Em geral, as publicações sobre a história romana reservam dezenas de suas páginas ao relato de fatos pitorescos ocorridos nos combates. Muitos historiadores, atentos aos aspectos bizarros da gladiatura, centram-se na descrição de sangrentas batalhas e inauditos episódios desse espetáculo. Outros deslocam seu olhar para a revolta de Espártaco, alimentando o romantismo da corrente marxista que vê no conflito um exemplo de sublevação das massas. No entanto, apesar da aparente contradição dessas correntes, existe um ponto de contato entre elas que se faz perceber no disseminar da visão panis et circenses em suas exegeses sobre a gladiatura. Em ambas, o gladiador perde sua humanidade e sua agência no processo histórico atuando como um objeto a ser manipulado pelas elites aristocráticas.

A recente publicação da professora Renata Senna Garraffoni, intitulada Gladiadores na Roma Antiga: dos combates às paixões cotidianas, surge como alternativa para o distanciamento desses topoi exegéticos. De um lado, suas reflexões distanciam-se das repetidas análises atentas à natureza espetacular dos munera, como as manobras e táticas de luta.

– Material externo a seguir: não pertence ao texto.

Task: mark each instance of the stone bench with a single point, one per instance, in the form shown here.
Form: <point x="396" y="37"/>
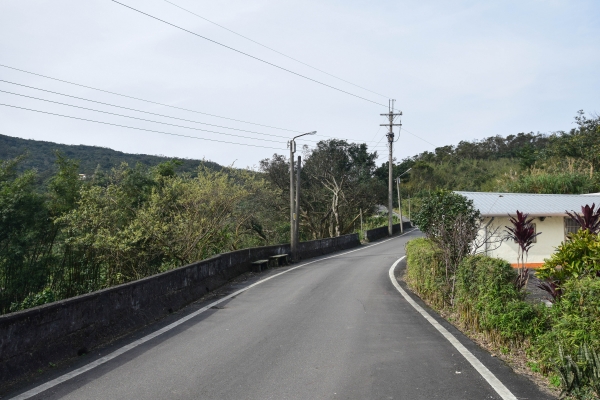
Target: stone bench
<point x="260" y="265"/>
<point x="278" y="260"/>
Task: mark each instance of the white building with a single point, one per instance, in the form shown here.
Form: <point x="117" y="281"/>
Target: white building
<point x="551" y="219"/>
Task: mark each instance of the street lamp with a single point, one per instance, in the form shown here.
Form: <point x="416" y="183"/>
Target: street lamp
<point x="400" y="199"/>
<point x="294" y="209"/>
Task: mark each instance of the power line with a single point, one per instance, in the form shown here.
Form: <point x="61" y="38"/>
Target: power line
<point x="139" y="119"/>
<point x="140" y="111"/>
<point x="146" y="101"/>
<point x="246" y="54"/>
<point x="273" y="50"/>
<point x="139" y="129"/>
<point x="147" y="112"/>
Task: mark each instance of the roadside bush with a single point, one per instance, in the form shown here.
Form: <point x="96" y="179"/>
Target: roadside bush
<point x="576" y="257"/>
<point x="574" y="319"/>
<point x="487" y="301"/>
<point x="451" y="222"/>
<point x="425" y="272"/>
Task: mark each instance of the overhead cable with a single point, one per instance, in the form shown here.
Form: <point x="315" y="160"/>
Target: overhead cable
<point x="146" y="101"/>
<point x="139" y="129"/>
<point x="156" y="114"/>
<point x="140" y="119"/>
<point x="247" y="55"/>
<point x="273" y="50"/>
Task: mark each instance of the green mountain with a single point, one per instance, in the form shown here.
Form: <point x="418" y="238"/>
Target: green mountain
<point x="40" y="155"/>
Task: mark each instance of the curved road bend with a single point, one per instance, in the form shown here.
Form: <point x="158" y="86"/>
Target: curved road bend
<point x="336" y="328"/>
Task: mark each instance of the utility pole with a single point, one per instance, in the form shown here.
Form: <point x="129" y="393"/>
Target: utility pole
<point x="297" y="212"/>
<point x="292" y="145"/>
<point x="293" y="205"/>
<point x="399" y="204"/>
<point x="390" y="135"/>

De outro, ponderam sobre o significado da violência manifesta nas apresentações dos gladiadores, rebatendo as tradicionais interpretações sobre a violência como demonstração de força e crueldade romanas. Além disso,

uma abordagem bastante comum é o estudo de extensas regiões sob o domínio romano, sem levar em conta a particularidade de cada local. Como buscamos ressaltar a diversidade dos espetáculos, optamos por restringir nossa pesquisa ao Ocidente romano, mais especificamente a Roma, Pompéia e alguns pontos da Hispania. (p.25)

Assim, o grande mérito do livro em epígrafe consiste em trazer ao leitor abordagens diferenciadas sobre a gladiatura.

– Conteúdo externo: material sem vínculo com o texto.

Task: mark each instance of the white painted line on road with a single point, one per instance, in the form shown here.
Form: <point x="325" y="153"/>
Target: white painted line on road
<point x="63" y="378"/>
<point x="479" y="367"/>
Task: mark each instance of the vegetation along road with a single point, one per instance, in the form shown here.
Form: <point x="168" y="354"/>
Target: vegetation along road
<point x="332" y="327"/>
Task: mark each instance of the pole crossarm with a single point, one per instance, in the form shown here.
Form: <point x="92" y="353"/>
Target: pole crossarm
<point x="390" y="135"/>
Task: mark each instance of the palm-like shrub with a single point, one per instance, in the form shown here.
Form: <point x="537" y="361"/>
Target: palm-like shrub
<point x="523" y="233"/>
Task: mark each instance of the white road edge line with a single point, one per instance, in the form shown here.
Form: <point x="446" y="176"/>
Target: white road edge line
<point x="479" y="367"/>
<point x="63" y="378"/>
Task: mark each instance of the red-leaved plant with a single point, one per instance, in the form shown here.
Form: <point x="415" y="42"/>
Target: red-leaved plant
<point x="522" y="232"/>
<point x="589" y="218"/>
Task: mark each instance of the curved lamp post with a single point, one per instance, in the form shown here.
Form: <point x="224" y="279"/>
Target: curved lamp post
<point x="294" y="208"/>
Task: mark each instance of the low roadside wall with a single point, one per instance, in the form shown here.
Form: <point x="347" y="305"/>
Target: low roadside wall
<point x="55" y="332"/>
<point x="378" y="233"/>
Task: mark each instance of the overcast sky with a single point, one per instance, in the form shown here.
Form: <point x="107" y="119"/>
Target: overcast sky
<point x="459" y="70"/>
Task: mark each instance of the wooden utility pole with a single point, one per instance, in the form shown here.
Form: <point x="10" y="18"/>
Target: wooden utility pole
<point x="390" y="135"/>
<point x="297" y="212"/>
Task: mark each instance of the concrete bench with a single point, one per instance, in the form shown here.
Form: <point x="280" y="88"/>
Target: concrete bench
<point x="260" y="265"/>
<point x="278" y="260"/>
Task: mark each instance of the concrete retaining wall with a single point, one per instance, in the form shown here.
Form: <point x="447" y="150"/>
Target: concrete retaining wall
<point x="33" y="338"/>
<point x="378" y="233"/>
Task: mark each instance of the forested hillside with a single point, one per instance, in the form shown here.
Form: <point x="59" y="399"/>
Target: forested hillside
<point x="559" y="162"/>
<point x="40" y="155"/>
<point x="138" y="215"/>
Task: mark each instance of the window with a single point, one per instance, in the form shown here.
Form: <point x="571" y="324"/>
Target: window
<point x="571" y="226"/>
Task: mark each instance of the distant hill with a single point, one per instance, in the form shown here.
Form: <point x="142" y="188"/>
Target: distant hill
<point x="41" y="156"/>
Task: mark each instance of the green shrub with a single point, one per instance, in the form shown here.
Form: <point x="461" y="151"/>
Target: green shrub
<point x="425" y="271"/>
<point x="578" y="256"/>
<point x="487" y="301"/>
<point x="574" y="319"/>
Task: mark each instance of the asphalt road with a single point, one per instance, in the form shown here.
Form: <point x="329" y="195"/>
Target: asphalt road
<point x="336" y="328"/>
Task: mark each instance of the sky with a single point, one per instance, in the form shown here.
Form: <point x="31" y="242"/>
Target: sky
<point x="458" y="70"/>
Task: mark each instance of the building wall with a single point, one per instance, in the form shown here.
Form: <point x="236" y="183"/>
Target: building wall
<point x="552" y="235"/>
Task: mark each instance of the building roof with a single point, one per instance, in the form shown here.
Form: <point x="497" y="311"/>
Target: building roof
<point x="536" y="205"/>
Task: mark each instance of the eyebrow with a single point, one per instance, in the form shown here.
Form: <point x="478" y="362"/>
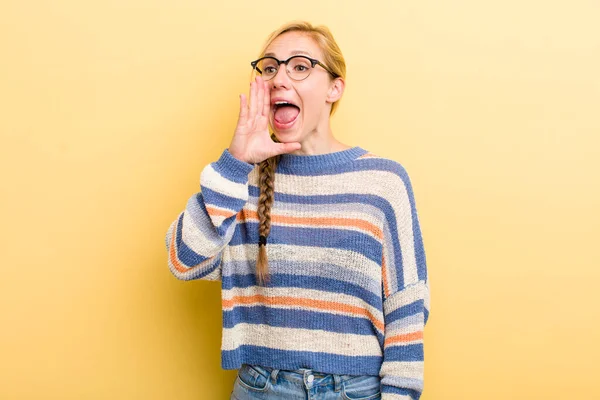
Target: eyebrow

O estudo apresentado no livro circunscreve-se aos governos de Augusto e de Trajano, compreendendo todo o período augustano até os primeiros anos de Trajano.

Estabelecidos os recortes espacial e temporal, a autora apresenta o objeto de seu estudo:

abordaremos apenas os aspectos da gladiatura, pois nossa preocupação central está em analisar as relações cotidianas dos gladiadores com os espetáculos bem como sua receptividade nas camadas populares no século I d.C., aspecto ainda pouco explorado pelos especialistas (p.26),

dessa maneira, distanciando-se de conceitos como de política do "pão e circo", plebe ociosa e apática e Romanização, pertencentes às narrativas dos historiadores da Antigüidade em nossos dias, reprodutoras de pensamentos firmados ainda no século XIX. O caminho traçado por Renata Garraffoni para a escrita de seu livro rompe com análises totalizantes da gladiatura no Império Romano, revelando a multiplicidade de suas práticas. A precisa metodologia empregada guia o leitor para novas paisagens e, por conseguinte, para conclusões diferenciadas sobre o fenômeno da gladiatura em Roma.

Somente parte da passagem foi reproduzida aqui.